Our reflections on archaic words were spurred by—yes—a press release, this one from Readly, a digital subscription service that designed a tool for viewing the evolution of words. (Let this also serve as a reminder to offer reporters your appropriately pegged pitches during these slow-news holiday weeks.) The list offers winners such as slipshod, sweetmeat, slugabed and zounds.

If you’re really looking to start a food fight over the turkey carcass, trot out loathly (in use from 1099 to 1945, Readly says). The Oxford English Dictionary defines this word as “hateful, disgusting, loathsome, repulsive, hideous, horrible.”

“Language is defined by our culture and the evolution of many different influences,” quoth Ranj Begley, Readly’s chief content officer. “It’s interesting to see how some words have longevity and others have come and gone.”

Here are a few words Readly has excavated, handy for Thanksgiving, your brand journalism piece, or your next call to a relative when you’re seeking to sever the relationship with gratuitous contumely:

Poltroon (circa 1529–1938): “a far more satisfying way of saying an utter coward.”

Scaramouch: (1662–1898): “a boastful but cowardly person.”

Slipshod (1580–1847): “worn down, specifically talking about the heel when referring to shoes.”
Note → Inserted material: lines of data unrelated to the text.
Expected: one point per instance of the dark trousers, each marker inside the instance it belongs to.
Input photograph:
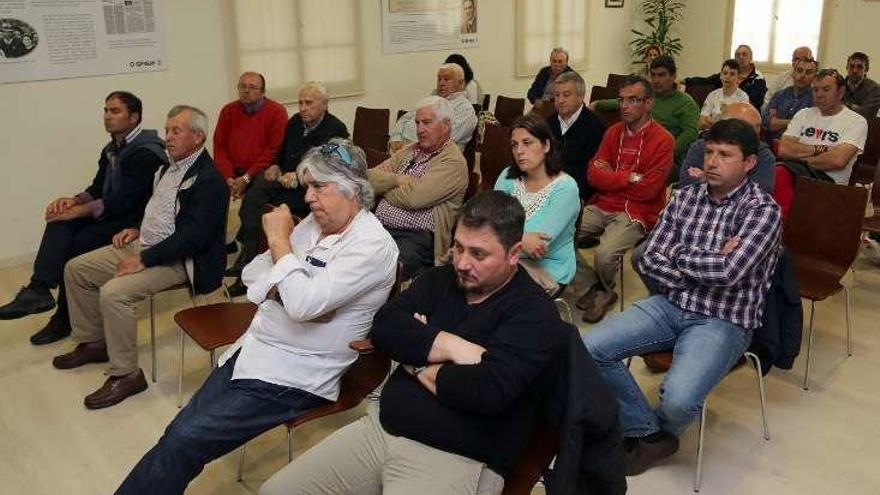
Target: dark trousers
(416, 250)
(220, 417)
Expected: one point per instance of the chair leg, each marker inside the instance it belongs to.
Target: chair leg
(701, 432)
(809, 347)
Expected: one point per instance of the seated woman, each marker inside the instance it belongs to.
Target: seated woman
(550, 199)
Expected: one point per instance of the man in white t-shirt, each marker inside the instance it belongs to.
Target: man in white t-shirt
(728, 93)
(829, 136)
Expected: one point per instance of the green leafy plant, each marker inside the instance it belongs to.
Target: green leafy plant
(660, 17)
Scantling (1555–1935): “Why say that a small amount of poison was found when you can be far more dramatic with ‘a scantling of poison was discovered’?’” On a day when many of those hog-sized turkeys will be dished up undercooked (“Does Your Turkey Have Salmonella? Assume It Does” ), this word is certain to impress the ER physician.
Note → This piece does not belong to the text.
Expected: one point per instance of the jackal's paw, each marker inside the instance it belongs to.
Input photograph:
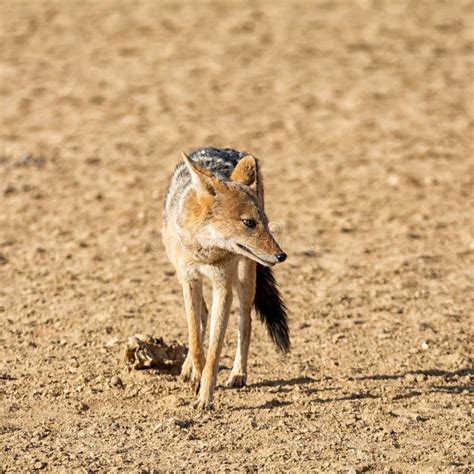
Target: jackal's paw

Sanguinary (1623–1936): Readly thinks this synonym of “bloody” died during the Roosevelt era, but I find uses as recently this week (“Ghana’s longest-reigning military strongman and the country’s most sanguinary and swashbuckling throat-cutter”).

Crinkum-crankum (1670–1896): “No party or dress is complete without a bit of crinkum-crankum, a fun phrase that means elaborate decoration or detail.”
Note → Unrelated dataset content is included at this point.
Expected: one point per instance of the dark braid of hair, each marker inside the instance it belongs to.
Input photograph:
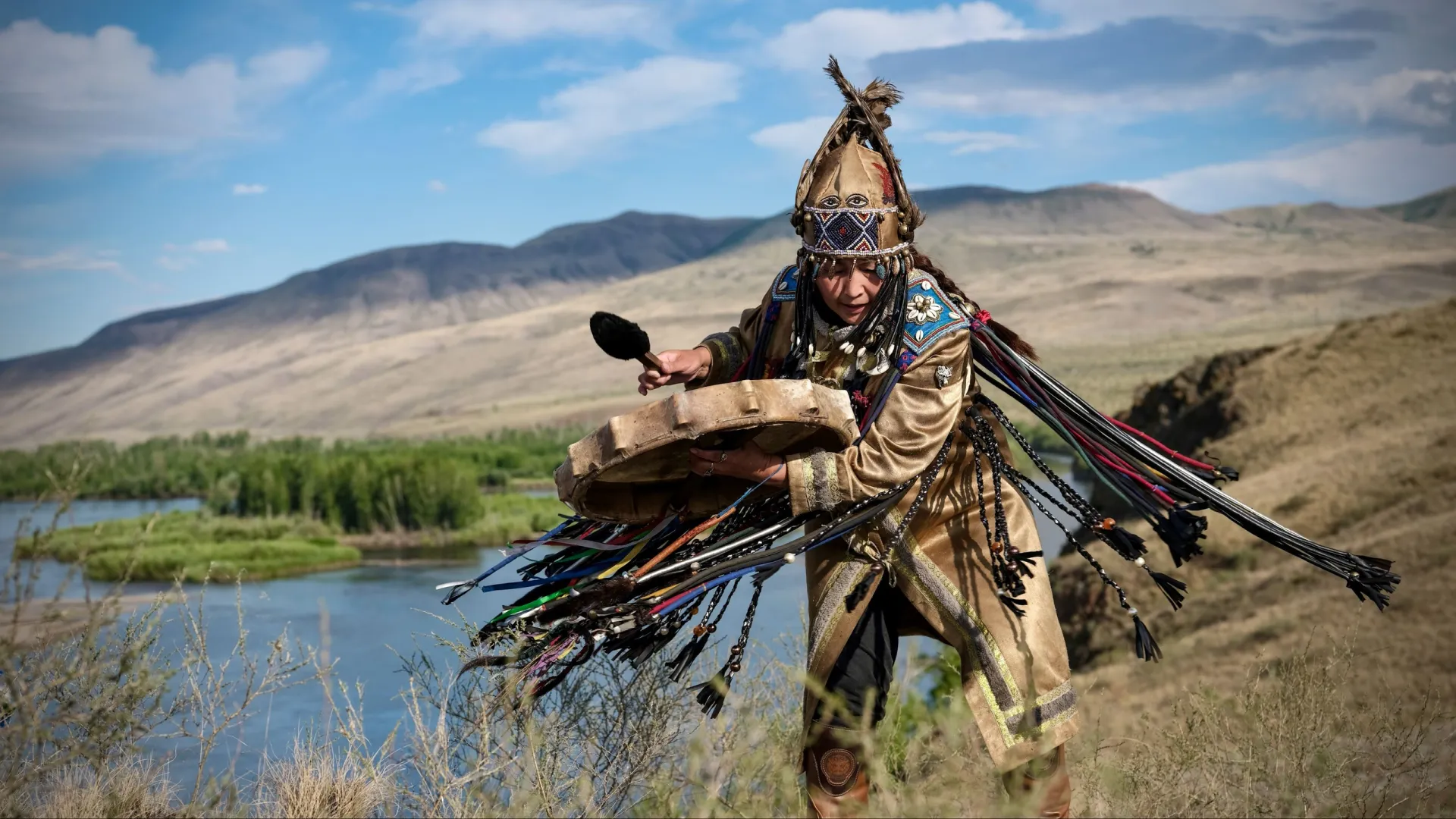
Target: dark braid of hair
(1002, 331)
Speaking of esoteric colloquy, various online Shakespearean insult generators offer possibilities for adding to the warm feelings at the holiday table. Try out remarks such as, “Thou churlish malmsey-nosed pumpion,” and, “Thou adulterate milk-livered eunuch.”

Pilgrim and Native American words

If you can’t quite work up the bile to spit “Scaramouch!” in the face of that unenlightened aunt or uncle, esteemed PR Daily Editor Ted Kitterman suggests a kindlier bit of seasonal fun: Pilgrim-related wordplay. The Plimoth Plantation, a recreation of the Pilgrim colony, proposes these variants:

Instead of fireplace, say “hearth”

Instead of cat, say “mouser”

Instead of stew or porridge, say “pottage”

Instead of pants, say “breeches”

Instead of skirt, say “petticoat”

Instead of backward, say “arsy-varsy”

The latter, a derivative of “arse” dating to 1542, indicates that the Pilgrims were saltier than we often credit them with being. They quaffed ale (“The Pilgrims actually stopped at Plymouth Rock because they were running out of beer”), so enjoy your preferred IPA as you shout invective at your elders over the Dallas Cowboys and Detroit Lions games.

The Boston Herald offers a resource for Wampanoag (Algonquin) words now used in English, Kitterman notes. Among them are pumpkin (from pohpukun, “grows forth round”), moccasin (mahkus, “covers the whole foot”) and moose (moos).

Learned Ragan.com Editor Robby Brumberg offers bouffage, which the OED dates to 1682 and calls a rare and obsolete word for “a satisfying meal.” Example: “His Inwards and Flesh remaining could make no Bouffage, but a light bit for the Grave.”

On this grand holiday of gratitude for some, and political pugnacity for others, let us hope none of us needs another rare word Brumberg suggests: vomitorium.